04-PIXADORES (Tuulensieppaajat,
2014, FIN, Dir: Amir Escandari)*****
este nem estava na minha programação. pagar
para ver um bando de moleques finlandeses pixando por aí? jamais. a palavra
'pixar' ainda nem é reconhecida como palavra. porém, quando na hora em que me
deu muita vontade de ver um filme em determinada hora e abri a sinopse deste
filme, percebi que é um filme finlandês, mas sobre pixadores paulistanos. e que
também é parte colorido e parte preto e branco. bem, fiquei curioso para ver
como seria o olhar de um diretor finlandês para esses moleques brasileiros pixadores
alienados. pouco antes da sessão, no espaço itáu da augusta, tinha gente de
comunidade entrando com bebida alcoólica na sessão (fica um alerta para o
pessoal da mostra e do espaço itaú). olha, detesto esse povo de
comunidade, acho desnecessária essa postura agressiva deles. o motivo desse
tipo de atitude estava claro logo nos primeiros depoimentos: “nós gostamos do
ódio que despertamos na sociedade”. o filme é um documentário sobre quatro
pixadores paulistanos, todos moradores de comunidade, e que foram para berlin
mostrar seu “trabalho” por conta de um edital da vida. eu adoraria saber quem
foi o babaca que mandou esses quatro bandidos para berlin com o dinheiro dos nossos impostos. sim, bandidos, visto
que pixação ainda é o mesmo que “vandalismo” em nosso código penal, portanto é
crime. se é crime, quem pratica é bandido, certo? certo. então vamos lá: o
filme acompanha as aventuras desses marginais escalando prédios e sujando-os.

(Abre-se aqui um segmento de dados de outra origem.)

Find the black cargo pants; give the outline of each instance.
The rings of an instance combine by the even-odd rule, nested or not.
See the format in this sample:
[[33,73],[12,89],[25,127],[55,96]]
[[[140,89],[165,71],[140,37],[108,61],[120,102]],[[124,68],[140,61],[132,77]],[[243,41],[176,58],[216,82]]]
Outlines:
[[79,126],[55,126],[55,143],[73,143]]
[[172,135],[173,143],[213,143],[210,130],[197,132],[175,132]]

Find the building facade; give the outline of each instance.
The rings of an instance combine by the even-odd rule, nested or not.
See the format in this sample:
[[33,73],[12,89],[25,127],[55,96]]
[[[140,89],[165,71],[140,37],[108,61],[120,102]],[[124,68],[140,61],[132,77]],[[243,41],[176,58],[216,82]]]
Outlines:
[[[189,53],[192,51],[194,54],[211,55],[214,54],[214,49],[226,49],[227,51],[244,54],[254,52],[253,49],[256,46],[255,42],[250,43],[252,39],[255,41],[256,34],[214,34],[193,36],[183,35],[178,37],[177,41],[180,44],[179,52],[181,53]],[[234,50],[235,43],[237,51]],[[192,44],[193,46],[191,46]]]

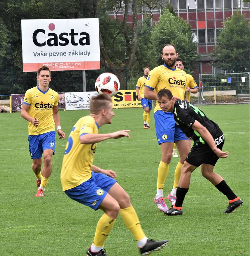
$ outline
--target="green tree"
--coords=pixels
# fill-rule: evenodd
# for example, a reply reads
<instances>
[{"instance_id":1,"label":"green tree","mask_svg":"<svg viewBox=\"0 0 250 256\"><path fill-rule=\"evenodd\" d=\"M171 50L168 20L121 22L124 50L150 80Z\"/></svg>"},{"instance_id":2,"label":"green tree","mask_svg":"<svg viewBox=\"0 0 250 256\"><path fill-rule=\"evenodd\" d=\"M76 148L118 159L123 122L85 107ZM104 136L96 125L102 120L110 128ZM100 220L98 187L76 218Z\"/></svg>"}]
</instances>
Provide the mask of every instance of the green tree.
<instances>
[{"instance_id":1,"label":"green tree","mask_svg":"<svg viewBox=\"0 0 250 256\"><path fill-rule=\"evenodd\" d=\"M234 12L231 18L226 19L225 28L217 37L215 64L218 68L229 72L231 70L245 71L250 61L249 42L250 25L248 20L239 12Z\"/></svg>"},{"instance_id":2,"label":"green tree","mask_svg":"<svg viewBox=\"0 0 250 256\"><path fill-rule=\"evenodd\" d=\"M185 70L191 73L195 68L197 56L196 44L190 26L181 18L172 14L165 9L160 17L159 22L153 28L151 38L152 56L158 65L163 62L160 56L163 46L174 44L179 57L185 63Z\"/></svg>"}]
</instances>

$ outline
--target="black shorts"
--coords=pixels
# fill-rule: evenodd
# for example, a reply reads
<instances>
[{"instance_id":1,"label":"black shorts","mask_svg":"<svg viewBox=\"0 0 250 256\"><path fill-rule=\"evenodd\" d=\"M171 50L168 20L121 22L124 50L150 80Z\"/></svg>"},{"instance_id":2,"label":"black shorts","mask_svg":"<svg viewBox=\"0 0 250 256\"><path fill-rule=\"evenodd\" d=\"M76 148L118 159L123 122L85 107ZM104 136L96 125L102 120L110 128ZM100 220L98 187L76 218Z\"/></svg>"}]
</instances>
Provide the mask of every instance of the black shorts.
<instances>
[{"instance_id":1,"label":"black shorts","mask_svg":"<svg viewBox=\"0 0 250 256\"><path fill-rule=\"evenodd\" d=\"M221 150L225 141L224 135L222 132L216 134L216 138L215 141L217 148ZM195 146L195 143L185 161L190 164L198 167L202 164L207 164L214 166L218 159L219 157L207 143L198 144L197 146Z\"/></svg>"}]
</instances>

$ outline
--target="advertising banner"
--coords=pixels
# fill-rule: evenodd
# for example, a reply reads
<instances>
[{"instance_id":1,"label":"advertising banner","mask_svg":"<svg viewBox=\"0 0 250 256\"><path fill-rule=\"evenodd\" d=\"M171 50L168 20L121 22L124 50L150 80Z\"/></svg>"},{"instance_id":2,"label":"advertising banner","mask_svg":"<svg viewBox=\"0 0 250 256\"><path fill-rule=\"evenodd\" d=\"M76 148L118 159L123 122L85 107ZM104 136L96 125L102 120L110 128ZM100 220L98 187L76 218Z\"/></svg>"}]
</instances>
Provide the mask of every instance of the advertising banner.
<instances>
[{"instance_id":1,"label":"advertising banner","mask_svg":"<svg viewBox=\"0 0 250 256\"><path fill-rule=\"evenodd\" d=\"M65 97L64 92L59 92L58 109L65 108ZM21 111L23 105L24 94L12 94L11 95L11 111L12 112Z\"/></svg>"},{"instance_id":2,"label":"advertising banner","mask_svg":"<svg viewBox=\"0 0 250 256\"><path fill-rule=\"evenodd\" d=\"M141 107L141 101L138 100L136 90L120 90L112 98L113 107Z\"/></svg>"},{"instance_id":3,"label":"advertising banner","mask_svg":"<svg viewBox=\"0 0 250 256\"><path fill-rule=\"evenodd\" d=\"M97 95L96 92L65 92L66 110L89 109L90 100L93 96Z\"/></svg>"},{"instance_id":4,"label":"advertising banner","mask_svg":"<svg viewBox=\"0 0 250 256\"><path fill-rule=\"evenodd\" d=\"M22 20L24 72L100 68L99 20Z\"/></svg>"}]
</instances>

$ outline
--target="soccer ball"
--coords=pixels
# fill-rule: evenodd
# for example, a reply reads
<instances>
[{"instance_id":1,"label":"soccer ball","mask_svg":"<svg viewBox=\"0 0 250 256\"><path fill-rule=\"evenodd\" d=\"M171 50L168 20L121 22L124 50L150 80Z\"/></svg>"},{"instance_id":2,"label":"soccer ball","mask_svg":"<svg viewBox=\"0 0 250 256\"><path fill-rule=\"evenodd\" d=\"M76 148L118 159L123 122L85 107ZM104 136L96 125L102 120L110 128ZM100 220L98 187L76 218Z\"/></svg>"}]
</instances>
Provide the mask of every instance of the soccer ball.
<instances>
[{"instance_id":1,"label":"soccer ball","mask_svg":"<svg viewBox=\"0 0 250 256\"><path fill-rule=\"evenodd\" d=\"M120 89L119 80L112 73L101 74L96 80L96 91L99 94L107 93L110 96L113 96Z\"/></svg>"}]
</instances>

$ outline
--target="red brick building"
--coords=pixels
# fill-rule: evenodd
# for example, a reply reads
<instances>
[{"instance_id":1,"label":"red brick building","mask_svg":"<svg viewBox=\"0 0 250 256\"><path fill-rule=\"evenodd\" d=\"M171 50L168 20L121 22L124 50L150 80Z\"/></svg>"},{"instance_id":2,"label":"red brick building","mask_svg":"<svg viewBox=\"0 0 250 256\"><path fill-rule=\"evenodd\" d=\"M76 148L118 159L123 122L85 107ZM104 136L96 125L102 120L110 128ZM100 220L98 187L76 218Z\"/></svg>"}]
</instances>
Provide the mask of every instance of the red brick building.
<instances>
[{"instance_id":1,"label":"red brick building","mask_svg":"<svg viewBox=\"0 0 250 256\"><path fill-rule=\"evenodd\" d=\"M186 20L190 25L197 44L197 53L202 55L196 71L196 76L199 73L214 74L221 73L215 68L211 61L211 54L216 45L216 38L226 19L240 11L246 18L250 20L249 2L242 0L159 0L151 9L143 3L138 8L138 21L143 22L145 15L152 13L152 25L159 20L161 10L169 2L172 5L177 15ZM124 12L122 1L121 5L109 10L109 15L113 19L123 20ZM128 22L132 22L132 3L129 4Z\"/></svg>"}]
</instances>

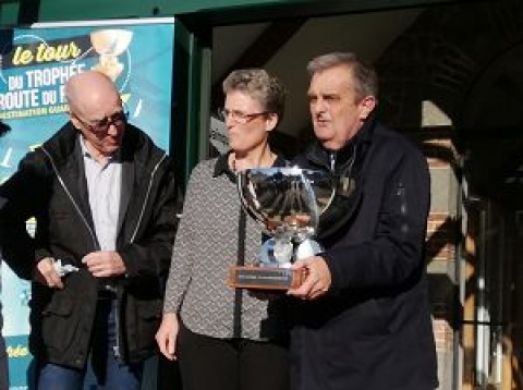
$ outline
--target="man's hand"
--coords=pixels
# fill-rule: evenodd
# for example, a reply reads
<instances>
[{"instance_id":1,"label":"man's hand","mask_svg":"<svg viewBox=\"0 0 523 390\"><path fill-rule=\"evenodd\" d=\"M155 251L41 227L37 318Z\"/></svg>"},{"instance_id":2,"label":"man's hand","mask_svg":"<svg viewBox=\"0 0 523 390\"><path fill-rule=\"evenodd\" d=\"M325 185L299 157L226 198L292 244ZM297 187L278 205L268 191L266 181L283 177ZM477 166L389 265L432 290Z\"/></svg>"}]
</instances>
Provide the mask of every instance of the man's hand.
<instances>
[{"instance_id":1,"label":"man's hand","mask_svg":"<svg viewBox=\"0 0 523 390\"><path fill-rule=\"evenodd\" d=\"M320 256L312 256L297 260L291 267L305 272L305 281L296 289L291 289L287 293L302 300L316 300L325 295L330 289L332 277L327 263Z\"/></svg>"},{"instance_id":2,"label":"man's hand","mask_svg":"<svg viewBox=\"0 0 523 390\"><path fill-rule=\"evenodd\" d=\"M114 251L98 251L85 255L82 263L95 278L109 278L125 273L122 257Z\"/></svg>"},{"instance_id":3,"label":"man's hand","mask_svg":"<svg viewBox=\"0 0 523 390\"><path fill-rule=\"evenodd\" d=\"M156 342L160 352L170 361L177 359L177 339L180 330L177 315L174 313L163 314L160 328L156 332Z\"/></svg>"},{"instance_id":4,"label":"man's hand","mask_svg":"<svg viewBox=\"0 0 523 390\"><path fill-rule=\"evenodd\" d=\"M39 260L33 277L38 283L51 289L63 289L62 279L60 279L54 268L54 259L52 257L45 257Z\"/></svg>"}]
</instances>

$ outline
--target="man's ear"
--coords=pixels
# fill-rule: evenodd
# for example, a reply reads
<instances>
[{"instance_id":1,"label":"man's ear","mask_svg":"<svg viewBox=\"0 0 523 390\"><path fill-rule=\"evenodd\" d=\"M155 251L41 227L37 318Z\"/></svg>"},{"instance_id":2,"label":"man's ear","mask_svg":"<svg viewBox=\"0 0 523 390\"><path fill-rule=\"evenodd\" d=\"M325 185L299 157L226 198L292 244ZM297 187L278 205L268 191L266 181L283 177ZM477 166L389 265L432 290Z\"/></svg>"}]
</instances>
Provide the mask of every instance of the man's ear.
<instances>
[{"instance_id":1,"label":"man's ear","mask_svg":"<svg viewBox=\"0 0 523 390\"><path fill-rule=\"evenodd\" d=\"M76 119L75 115L73 115L72 112L69 113L69 120L75 129L80 129L82 126L82 123L80 123L80 121Z\"/></svg>"},{"instance_id":2,"label":"man's ear","mask_svg":"<svg viewBox=\"0 0 523 390\"><path fill-rule=\"evenodd\" d=\"M365 96L362 99L362 101L360 102L362 120L367 119L370 112L376 108L376 97L374 96Z\"/></svg>"},{"instance_id":3,"label":"man's ear","mask_svg":"<svg viewBox=\"0 0 523 390\"><path fill-rule=\"evenodd\" d=\"M270 132L278 125L280 117L275 112L269 112L265 118L265 129Z\"/></svg>"}]
</instances>

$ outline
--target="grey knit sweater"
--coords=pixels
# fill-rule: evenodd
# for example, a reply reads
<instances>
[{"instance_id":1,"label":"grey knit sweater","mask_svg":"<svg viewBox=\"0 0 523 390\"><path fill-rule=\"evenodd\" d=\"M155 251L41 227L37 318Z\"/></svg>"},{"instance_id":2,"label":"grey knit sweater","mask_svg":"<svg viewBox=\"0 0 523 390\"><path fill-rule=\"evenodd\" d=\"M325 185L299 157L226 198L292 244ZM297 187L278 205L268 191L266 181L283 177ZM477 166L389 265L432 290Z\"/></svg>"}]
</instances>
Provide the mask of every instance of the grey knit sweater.
<instances>
[{"instance_id":1,"label":"grey knit sweater","mask_svg":"<svg viewBox=\"0 0 523 390\"><path fill-rule=\"evenodd\" d=\"M278 159L275 164L281 164ZM243 291L235 324L234 289L227 285L229 267L236 264L241 204L227 156L198 163L187 184L167 283L165 313L179 313L193 332L215 338L265 340L285 333L287 297L259 300ZM263 234L246 218L245 264L259 253ZM238 303L236 303L238 305ZM236 309L236 313L239 310ZM238 324L236 319L236 324Z\"/></svg>"}]
</instances>

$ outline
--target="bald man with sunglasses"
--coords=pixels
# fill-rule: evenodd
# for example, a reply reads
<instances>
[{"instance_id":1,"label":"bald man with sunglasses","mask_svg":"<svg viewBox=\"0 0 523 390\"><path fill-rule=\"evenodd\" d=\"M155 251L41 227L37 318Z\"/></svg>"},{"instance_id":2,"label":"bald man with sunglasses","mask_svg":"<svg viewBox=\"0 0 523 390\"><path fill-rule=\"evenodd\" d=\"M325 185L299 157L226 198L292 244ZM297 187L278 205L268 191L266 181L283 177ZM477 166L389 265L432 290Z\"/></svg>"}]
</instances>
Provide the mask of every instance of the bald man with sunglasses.
<instances>
[{"instance_id":1,"label":"bald man with sunglasses","mask_svg":"<svg viewBox=\"0 0 523 390\"><path fill-rule=\"evenodd\" d=\"M65 95L70 121L0 187L3 254L33 280L37 388L137 390L175 233L173 162L102 73L71 77Z\"/></svg>"}]
</instances>

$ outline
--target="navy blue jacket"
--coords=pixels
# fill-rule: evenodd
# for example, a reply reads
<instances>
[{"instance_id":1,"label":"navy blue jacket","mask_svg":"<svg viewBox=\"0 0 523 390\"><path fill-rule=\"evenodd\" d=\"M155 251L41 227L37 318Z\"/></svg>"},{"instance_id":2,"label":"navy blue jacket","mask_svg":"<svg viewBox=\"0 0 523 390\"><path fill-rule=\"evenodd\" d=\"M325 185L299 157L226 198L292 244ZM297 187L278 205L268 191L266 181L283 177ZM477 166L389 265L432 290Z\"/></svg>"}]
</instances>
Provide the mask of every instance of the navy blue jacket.
<instances>
[{"instance_id":1,"label":"navy blue jacket","mask_svg":"<svg viewBox=\"0 0 523 390\"><path fill-rule=\"evenodd\" d=\"M317 233L331 290L294 305L292 389L435 389L425 157L370 118L336 156L315 144L296 162L339 184Z\"/></svg>"}]
</instances>

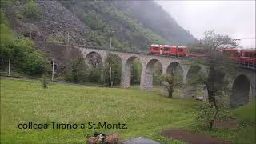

três deles, sequer sabem escrever o próprio nome. um deles, que é uma espécie
de líder do grupo sim, é alfabetizado e um 'pseudo-culto', na hora em que o
filmam na cama lendo nietsche, me ecoa uma frase ‘quando um babaca decide que
quer ser culto e espertinho, a primeira coisa que vai ler é nietsche’. quando
um dos moleques, que já tem um filho, é questionado sobre o que quer da vida,
ele responde: “ meu sonho é ter uma casa”. dá vontade de gritar em direção a
tela a seguinte frase ‘e você gostaria que chegasse alguém e pixasse a SUA
casa?’. esse é o conflito principal da primeira parte do filme: um cara
‘pseudo-culto’ que acha que sujar a parede dos outros é “arte”, se junta a três
analfabetos e os fazem pensar que também estão fazendo 'arte', que estão
fazendo 'um trabalho', que estão 'transgredindo'. eles nem sabem o que estão
fazendo, não sabem nem escrever o próprio nome. a verdade é que
esses moleques sem educação só o fazem, porque gostam e porque acham legal
serem odiados pela sociedade, a velha “vitimização”. eles acham que eu e você,
que moramos em regiões centrais em apartamentos (com muito esforço, inclusive;
eu mesmo vou acertar o que devo de aluguel só no dia 15), somos culpados por
eles morarem na comunidade. cara, eu não tenho culpa, não tenho mesmo, pago uma
caralhada de impostos. agora, se os políticos pegam o dinheiro e enfiam no cu,
não é minha culpa, não mesmo. legal, chega a notícia que os pixadores foram
contemplados no edital e vão para berlin. o 'pseudo-culto' diz: 'Vamos lá
mostrar para eles nossa arte política!'. daí o analfabeto responde “se é louco...”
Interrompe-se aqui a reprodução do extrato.